From: Random Samples, Science, page 799, February 4, 2000.

Tuesday, May 12, 2015

Empirical Subspace Detection

After talked with the steps of the subspace detection algorithm in the previous blog, I read a paper on the Empirical subspace detection algorithm can be found here.

The idea of the Empirical subspace detection algorithm is this: After you have the design set (a matrix with the repeat waveforms that aligned on P wave), you don't need to calculate the SVD to find the orthogonal basis like the original subspace detection algorithm, instead you calculate the stacking of the waveforms in the design set, and the time derivative of the stacked waveform. The author of the paper found that the stacked waveform is similar to the first basis vector from the SVD, and the derivative of the stacked waveform is similar to the second basis vector. For the first one, it is quite easy to understand, the first basis contains the common features of all the waveforms, that is why it is mimic the stacking of the waveforms. But why the second basis vector is similar to the derivative of the stacked signal is not that easy to see. The author claims that the second singular vector represents information related to the variations produced by slight offsets in earthquake location of the design set earthquakes.

So this forms the empirical part of this algorithm: just use stacked waveform and the time derivative of the stacked waveform in the design set to represent the first two basis vector from the SVD (No need to calculate SVD in practice).

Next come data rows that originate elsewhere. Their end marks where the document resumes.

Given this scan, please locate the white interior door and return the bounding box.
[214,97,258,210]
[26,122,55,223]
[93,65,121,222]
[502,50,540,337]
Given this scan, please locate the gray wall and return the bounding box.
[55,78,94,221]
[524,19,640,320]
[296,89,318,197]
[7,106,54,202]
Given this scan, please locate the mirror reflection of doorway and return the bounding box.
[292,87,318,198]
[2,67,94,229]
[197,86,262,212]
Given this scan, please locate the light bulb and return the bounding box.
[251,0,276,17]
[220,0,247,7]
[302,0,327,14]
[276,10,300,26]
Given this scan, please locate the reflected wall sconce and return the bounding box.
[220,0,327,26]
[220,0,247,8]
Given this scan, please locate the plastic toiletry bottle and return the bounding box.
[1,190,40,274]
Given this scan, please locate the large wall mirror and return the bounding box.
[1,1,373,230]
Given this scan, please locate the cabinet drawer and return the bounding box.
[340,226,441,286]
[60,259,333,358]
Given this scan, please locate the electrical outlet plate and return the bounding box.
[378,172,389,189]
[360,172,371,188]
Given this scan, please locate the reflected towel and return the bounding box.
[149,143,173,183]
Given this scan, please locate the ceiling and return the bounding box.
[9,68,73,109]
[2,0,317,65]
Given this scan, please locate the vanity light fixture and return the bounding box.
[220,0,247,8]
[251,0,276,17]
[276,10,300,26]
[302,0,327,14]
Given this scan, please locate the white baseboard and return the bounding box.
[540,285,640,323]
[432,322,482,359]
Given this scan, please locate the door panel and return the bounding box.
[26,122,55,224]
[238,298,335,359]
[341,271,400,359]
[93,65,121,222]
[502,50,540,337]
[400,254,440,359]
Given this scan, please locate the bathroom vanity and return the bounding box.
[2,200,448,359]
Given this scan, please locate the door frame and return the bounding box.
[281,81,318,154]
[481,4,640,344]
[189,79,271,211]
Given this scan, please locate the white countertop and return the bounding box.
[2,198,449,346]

I went ahead to test this concept using some simulated signal, this is what I did:
(1) I generate a signal using Mexican hat wavelet, one pulse at a location to represent P wave, and the other pulse at a later location but with 2 times of the amplitude, then I add white noise in the background.
(2) I generate another 9 waveform based on the above signal but each shift the S wave a little step, (note: the first pulse are aligned to represent the P wave, and the second pulse shifted to represent the S wave shift due to the different location of the event), see the following figure as an example:

(3) I calculate the stacking of these signals, and the time derivative of the stacked signal.
(4) Then I compare the signal from step (3) with the first and second basis vector from the SVD.
(5) I plot the normalized comparison (scale the maximum amplitude to 1) in the following figures:

Conclusion: It does seem the author is correct that the stacked waveform, and the time derivative of the stacked waveform looks assemble the first two basis vector from SVD. For the derivative of the stacking, the S wave part matching with the second basis vector very well (similar results from the author's paper Fig. 4). I also tried different width of the pulse, you can find it in the code or the figures on my Github. Still I can not give a solid physical meaning why the time derivative of the stacking matches the 2nd basis vector. If you know the answer, please let me know ^)^

You can find my code to generate these figures here on my Github. The code will also generate results for different signal width of the Mexican hat wavelet to play with different frequency. Try it.

Acknowledgment: Thanks Taka for discussion, really helpful!